- Armiger: Lubusz Voivodeship
- Adopted: 26 June 2000
- Shield: Vertically divided Iberian style escutcheon with red on the left side, and green on the right side
- Compartment: left half of the white (silver) eagle, with yellow (golden) crown, legs, a ring on its tail, and a przepaska on its wing, placed on the left side, and two yellow (golden) six-pointed stars, placed vertically, placed on the right side

= Coat of arms of the Lubusz Voivodeship =

Polish coat of arms

The coat of arms of Lubusz Voivodeship, Poland, features an Iberian style escutcheon divided vertically onto two sides, of which, the left side has red background, with left side of a white (silver) eagle, with yellow (golden) crown, legs, a ring on its tail, and a przepaska on its wing, while the right side, has green background with two yellow (golden) six-pointed stars, placed vertically. It was established in 2000.

== Design ==
The coat of arms is an Iberian style escutcheon divided vertically onto two sides. The left side consists of red background, with a left half of the white (silver) eagle, with yellow (golden) crown, legs, a ring on its tail, and a przepaska on its wing, in the form of thin upwards curved bar ended with trillium-like shape. The right side had green background with two yellow (golden) six-pointed stars, placed vertically.

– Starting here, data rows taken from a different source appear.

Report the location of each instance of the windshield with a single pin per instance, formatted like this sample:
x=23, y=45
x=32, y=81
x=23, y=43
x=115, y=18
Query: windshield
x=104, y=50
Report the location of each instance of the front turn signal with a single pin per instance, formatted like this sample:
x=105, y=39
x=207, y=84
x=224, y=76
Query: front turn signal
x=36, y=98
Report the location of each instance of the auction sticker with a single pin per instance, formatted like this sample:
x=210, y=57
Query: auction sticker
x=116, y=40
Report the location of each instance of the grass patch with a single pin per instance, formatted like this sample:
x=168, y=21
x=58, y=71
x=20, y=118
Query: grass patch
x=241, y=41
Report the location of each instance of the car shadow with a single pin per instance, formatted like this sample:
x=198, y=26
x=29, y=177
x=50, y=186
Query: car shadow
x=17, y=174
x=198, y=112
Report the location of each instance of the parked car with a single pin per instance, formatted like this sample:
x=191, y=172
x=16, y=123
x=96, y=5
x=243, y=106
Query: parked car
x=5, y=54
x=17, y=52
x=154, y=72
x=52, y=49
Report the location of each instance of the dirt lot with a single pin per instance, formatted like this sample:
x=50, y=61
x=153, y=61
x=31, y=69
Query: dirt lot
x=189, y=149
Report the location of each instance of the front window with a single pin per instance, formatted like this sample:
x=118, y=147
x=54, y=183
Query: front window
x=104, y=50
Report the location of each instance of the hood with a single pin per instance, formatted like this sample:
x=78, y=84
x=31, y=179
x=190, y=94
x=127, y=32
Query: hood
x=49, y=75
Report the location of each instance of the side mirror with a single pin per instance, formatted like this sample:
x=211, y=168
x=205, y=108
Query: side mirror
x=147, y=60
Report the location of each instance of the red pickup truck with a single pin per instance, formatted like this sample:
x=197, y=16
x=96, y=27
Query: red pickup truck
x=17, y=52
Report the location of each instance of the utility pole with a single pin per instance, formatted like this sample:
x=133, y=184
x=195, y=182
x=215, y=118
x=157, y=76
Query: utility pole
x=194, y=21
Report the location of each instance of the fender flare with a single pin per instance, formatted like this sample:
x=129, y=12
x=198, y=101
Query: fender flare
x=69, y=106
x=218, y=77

The white (silver) eagle on the red background has been based on the coat of arms of Poland, and symbolizes the alliance of the voivodeship to that country. The green colour symbolizes the forests that cover around half of the region, while 2 stars symbolize the two seat cities of the voivodeship: Zielona Góra, and Gorzów Wielkopolski.

== History ==

The coat of arms of the Lubusz Land used from 14th to 16th century.

The coat of arms of the Lubusz Land began being used in the first half of the 14th century, as the symbol of the Roman Catholic Diocese of Lebus. The diocese was dissolved in 1598. It consisted of a red shield depicting two crossed white (silver) pike poles, and a yellow (golden) hexagram (six-pointed star) above them. Currently, its design is used in the coat of arms of the Roman Catholic Archdiocese of Berlin and the Roman Catholic Diocese of Zielona Góra and Gorzów.

The coat of arms of the Zielona Góra Voivodeship used from 1985 to 1998.

Prior to establishment of the Lubusz Voivodeship, within its current borders, from 1975 to 1998, existed the Zielona Góra Voivodeship. It had adopted its coat of arms on 18 July 1985. The coat of arms had a red Norman style escutcheon with square top and acute base. Inside the shield was featured a white (silver) eagle with elevated wings, and a green figure in a shape of the borders of the voivodeship, with two blue rivers featured on it: Oder and Lusatian Neisse.

The Lubusz Voivodeship was established in 1998. Its coat of arms was adopted by the Lubusz Regional Assembly, on 26 June 2000 with resolution no. XVIII/114/2000. The flag and the coat of arms were designed by Wojciech Strzyżewski. The coat of arms is additionally present in the centre of the state flag of the voivodeship.